Images of the checkpoints along the road linking Meghri to other towns appeared on the Internet earlier this week, raising speculation about possible preparations for the opening of transit routes for Azerbaijan via the strategic mountainous region.
Syunik is the Armenian province through which Azerbaijan expects to get a highway and railroad connection with its western exclave of Nakhichevan under the terms of the Russia-brokered 2020 cease-fire in Nagorno-Karabakh. Under the terms of that arrangement, Russia’s Federal Security Service (FSB) is to ensure the security of traffic along transport routes in Armenia for Azerbaijan.
Yerevan insists that it should maintain sovereignty over the roads, while Baku is seeking an extraterritorial status for them amounting to a corridor similar to the Russian-controlled Lachin corridor that connects Armenia with Nagorno-Karabakh.
At a government session on August 4, Armenian Prime Minister Nikol Pashinian again implicitly rejected the corridor logic for the unblocking of regional transport routes, saying that Azerbaijan even today can use all parts of Armenia, not only Syunik, for transit purposes in accordance with Armenian legislation.
“We have been saying all the while that we are ready to provide this connection between the western districts of Azerbaijan and Nakhichevan. We are ready to ensure this connection even today, but it is Azerbaijan that does not use these opportunities offered by us,” Pashinian said.
Pashinian spoke after the latest escalation in Nagorno-Karabakh in which at least two Armenian soldiers and one Azerbaijani soldier were killed in fresh fighting near the Lachin corridor where Russian peacekeepers are deployed under the terms of the 2020 cease-fire.
Amid the escalation, ethnic Armenian authorities in Nagorno-Karabakh announced that several Armenian villages along the current corridor would be evacuated until September when Armenians are to start using an alternative road connecting Armenia and the Armenian-populated region.
Bagrat Zakarian, the mayor of Meghri, told RFE/RL’s Armenian Service on August 9 that the Russian checkpoints recently spotted in Syunik were actually set up several months ago. In total, he said, five such checkpoints were placed at roads leading from Meghri to several towns and villages in Syunik.
After media reports about the installation of new Russian checkpoints near Meghri, the FSB Border Guards Department in Armenia explained that it was done in coordination with Armenian authorities to prevent smuggling, illegal migration, and other offenses.
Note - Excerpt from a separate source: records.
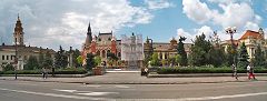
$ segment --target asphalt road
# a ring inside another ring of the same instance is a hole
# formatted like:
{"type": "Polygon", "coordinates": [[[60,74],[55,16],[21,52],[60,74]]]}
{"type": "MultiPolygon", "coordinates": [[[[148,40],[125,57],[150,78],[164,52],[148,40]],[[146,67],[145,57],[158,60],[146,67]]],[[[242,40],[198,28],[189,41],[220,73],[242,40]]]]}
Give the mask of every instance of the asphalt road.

According to the FSB, a tense situation has been observed recently at the Meghri section of the Armenian-Iranian state border due to increased attempts to smuggle drugs from Iran to Armenia. Violations of the border by representatives of extremist and terrorist groups were also recorded.
Armenian government officials have not yet commented on the presence of Russian checkpoints along the roads in Syunik.
Meghri’s mayor acknowledged that the checkpoints create certain problems for local tourism.
“Tourists have to go through passport control procedures before they can visit several rural areas here,” Zakarian said.